Decades after it sunk, the battleship Tirpitz is still stunting the environment!
By David Grossman
The scars of World War II are still visible today. A new study out looks at how Nazis warped Norwegian trees with poisonous gas to mask one of the largest battleships built for the conflict.
Launched in 1939, the Tirpitz was one of two Bismark-class battleships built by the Nazi Kriegsmarine shortly before World War II began. Like many of the Nazis military projects, Bismark-class ships were built to intimidate. With an overall length of 823 feet (251 meters), over 2,000 Nazi sailors, a main battery of 8 15-inch guns in 4 twin turrets and enough space to carry four planes, the ship was hard to miss.
The celebration of the Tirpitz being launched in 1939. —Getty Images Hugo Jaeger
After the Tirpitz was commissioned into the war in 1941, Kriegsmarine Grand Admiral Erich Raeder decided that it be sent to Norway, which had been successfully occupied by the Nazis the previous year. The Tirpitz was sent to act as a “fleet in being,” a singular force that is so powerful it can influence enemies by its mere presence.
The goals of the Tirpitz was to prevent an Allied invasion, disrupt British and Soviet supply lines, and keep Allied forces preoccupied with its possible location. But the challenge of hiding the massive ship in Norway’s fjords was a difficult one, compounded by a persistent Norwegian resistance movement transmitting information about the Tirpitz whenever they could. The ship’s crew would chop down trees and place them aboard the Tirpitz to try to camouflage it and then, as discussed in a new German-American-Norwegian study, released chlorosulphuric acid to create an artificial fog to further mask its location.
Claudia Hartl, from the Johannes Gutenberg University in Mainz, Germany, was studying the growth of pine tress near Alta in western Norway when she noticed something odd: The older trees had no growth rings. Rings can be hindered by severe cold or insects, but Hartl knew of no natural force that could halt a tree’s growth outright. Looking at the war records, Hartl’s trees line up with the Tripitz’s locations.
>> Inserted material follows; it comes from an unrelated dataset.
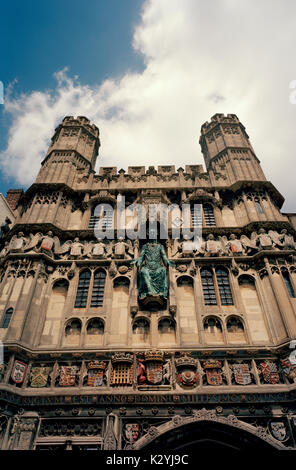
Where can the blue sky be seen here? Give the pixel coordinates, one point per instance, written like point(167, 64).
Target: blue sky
point(148, 73)
point(92, 38)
“We think this artificial smoke damaged the needles on the trees,” Dr. Hartl tells the BBC. “One of the trees found had no growth for 9 years. Afterwards, it recovered but it took 30 years to get back to normal growth. It’s still there; it’s still alive, and it’s a very impressive tree,” Dr Hartl says.
It took three years and multiple operations, but in 1944 30 RAF Lancaster bombers armed with Tallboy earthquake bombs finally sunk the Tirpitz. The ship took two bombs, suffered internal explosions and soon capsized. After the war, a Norwegian-German salvage operation found the remains. Parts of its metal are still sold today in knives.
But while the Tirpitz is long gone, the environmental damage remains. Dr. Hartl believes the environmental damage wrought by the war is still being discovered.
“I think it’s really interesting that the effects of one engagement are still evident in the forests of northern Norway more than 70 years later. In other places in Europe, they also used this artificial smoke and may be also other chemicals. So perhaps you can find similar patterns and effects from World War II,” she tells the BBC.
The war has made itself felt in other ways in recent years, like when a woman relaxing by the Elbe last year accidentally picked up some white phosphorus.